Simona Laura LAZAR, Doru PAMFIL, Marin ARDELEAN, Mirela Irina CORDEA

Faculty of Horticulture, University of Agricultural Sciences and Veterinary Medicine Cluj- Napoca, 3-5 Manastur Street, 400372, Cluj, Romania, [email protected]

Abstract. The neglected and underutilized crops are more and more advertised due to the recognition of their nutritional value. Some of these species are used as crop wild relatives in breeding, for the infusion of useful characters in the commercial varieties and others are used as fourth generation vegetables. Different scientific reports on their chemical composition and the benefic effect on the human health to the conclusion that the wild rocket is a desirable vegetable. This is the case of the genus Diplotaxis, with its 31 species showing a wide degree of heterogeneity in the morphology, chromosome number and geographical distribution of these species. The accessions within the genus Diplotaxis are investigated worldwide especially D. tenuifolia and D. muralis, because there is an increasing interest in them due to the fact that they are picked or cultivated for human consumption. The origin of the genus Diplotaxis is considered the and the Middle East but its area of spreading is very wide. It was observed that the only areas that have not entered this very adaptable species are arctic and subarctic areas and East Asia. Although the species are so cosmopolitan, it is important to keep their diversity especially in the original places such as Romania for D. tenuifolia and D. muralis.

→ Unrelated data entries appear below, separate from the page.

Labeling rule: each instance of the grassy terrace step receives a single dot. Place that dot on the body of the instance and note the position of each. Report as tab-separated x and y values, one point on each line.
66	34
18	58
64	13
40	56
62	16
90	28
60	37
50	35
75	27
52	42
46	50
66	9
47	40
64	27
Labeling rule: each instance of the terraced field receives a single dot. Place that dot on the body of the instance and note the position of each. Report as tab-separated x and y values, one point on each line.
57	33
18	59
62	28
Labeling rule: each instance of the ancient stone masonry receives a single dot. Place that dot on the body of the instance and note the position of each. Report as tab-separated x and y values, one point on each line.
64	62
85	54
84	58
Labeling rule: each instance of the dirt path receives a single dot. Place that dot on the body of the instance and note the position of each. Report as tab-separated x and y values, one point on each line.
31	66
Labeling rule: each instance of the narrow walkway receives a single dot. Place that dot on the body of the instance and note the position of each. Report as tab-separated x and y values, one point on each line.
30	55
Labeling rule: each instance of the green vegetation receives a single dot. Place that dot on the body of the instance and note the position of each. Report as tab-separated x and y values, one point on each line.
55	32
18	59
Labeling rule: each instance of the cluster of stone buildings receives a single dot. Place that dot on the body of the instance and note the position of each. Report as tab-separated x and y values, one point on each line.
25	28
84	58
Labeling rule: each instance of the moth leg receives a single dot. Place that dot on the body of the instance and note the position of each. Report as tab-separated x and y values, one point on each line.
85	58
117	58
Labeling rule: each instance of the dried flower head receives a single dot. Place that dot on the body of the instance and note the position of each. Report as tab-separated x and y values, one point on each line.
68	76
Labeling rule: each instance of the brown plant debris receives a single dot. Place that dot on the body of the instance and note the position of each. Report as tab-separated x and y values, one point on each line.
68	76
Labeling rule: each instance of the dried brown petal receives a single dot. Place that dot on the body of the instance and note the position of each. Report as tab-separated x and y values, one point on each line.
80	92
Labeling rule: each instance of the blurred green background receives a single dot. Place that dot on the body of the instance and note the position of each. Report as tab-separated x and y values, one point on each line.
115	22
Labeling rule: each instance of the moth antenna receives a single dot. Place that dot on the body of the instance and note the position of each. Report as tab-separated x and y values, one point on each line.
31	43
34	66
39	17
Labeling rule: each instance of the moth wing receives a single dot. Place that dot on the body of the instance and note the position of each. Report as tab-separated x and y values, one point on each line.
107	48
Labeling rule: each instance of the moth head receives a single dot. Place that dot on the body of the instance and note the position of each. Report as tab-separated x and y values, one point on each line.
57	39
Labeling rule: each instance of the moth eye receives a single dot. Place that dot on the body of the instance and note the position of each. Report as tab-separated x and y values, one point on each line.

Keywords: Diplotaxis, wild rocket, biodiversity, crop wild relatives

INTRODUCTION

Horticulture is one of the main preoccupations of mankind, a theory endorsed by George (2004), who states that the horticultural species emerged by selection from their wild forms. However, some of the vegetables, especially the ones used at the regional level, remained the same to this day, with a minimal human intervention. Such are harvested straight from the spontaneous flora, sometimes endangering their very existence. Promoting better use of plant genetic resources is one of great activities in FAO and EU policy. As proof of the above mentioned one can remember IPGRI initiative to create UMS program in 1994 and other initiatives for the neglected species, insufficiently used in spite of their value as food. The ultimate goal of all these efforts is the creation of a sustainable agriculture through conservation of these species, by promoting their use and a variety of healthy food for the population (www.bioversityinternational.org). Wild arugula and other minor species which IPGRI are taking in account, is a key crop, selected to increase awareness of the high potential of the agro biodiversity of the world, and to show on how little of this wealth is, in fact, based our farming systems. It is estimated that out of 7000 edible species worldwide, only a small fraction, about 150, are in fact grown and marketed. Greater attention accorded to these neglected species, Cinderellas of agriculture, is an important step both for farming and agriculture to diversify the diet, which ultimately contributes to improving the quality of life (Padulosi, 1997).

64 UTILIZATION

The wild rocket, used widely in Europe and in many other parts of the world, is considered a specialty food or delicacy. Although the Romans and medieval physicians stated only observations on their health beneficial effects on humans, in the modern days well- documented studies complement, deepen and recommend for consumption the species of the genus Diplotaxis. The genus Diplotaxis is an important and well known member of the family, which is widespread in the world; this genus is comparising 32 species (Warwick and Hall., 2009), some of which are considered weeds while others are important as food, herbal medicines, animal feed and a source of cytoplasm male sterility genes in Brassicaceae crops. In figure 1, the use of Diplotaxis sp. is indicated. In Europe is used mainly as condiment and food (Facciola, 1990, Bianco 1995, Silva Dias (1997), Baldrati, 1950 cited by Bianco et al. (1997), Bianco et Boari, 1997). In Africa species of the genus Diplotaxis are used as medicine and food (Mohamedien (1995) cited by Padulosi (1997), Yaniv, 1997), but also as fodder for the cattle (Hedge Et Al., 1980 Negre, (1961); Baulas, (1977), Martinez-Laborde, (1987) cited by Martinez-Laborde (1997). Wild rocket reached the two Americas with the european immigrants (Pignone, 1997). In India and Pakistan, the seeds of rocket (cultivated-Eruca sativa and wild-Diplotaxis sp.) are used to obtain a jamba oil with multiple utilization (Bandhari and Chandell, 1997). In Australia, Parsons et al. (2004) mention and D. muralis as invader weeds.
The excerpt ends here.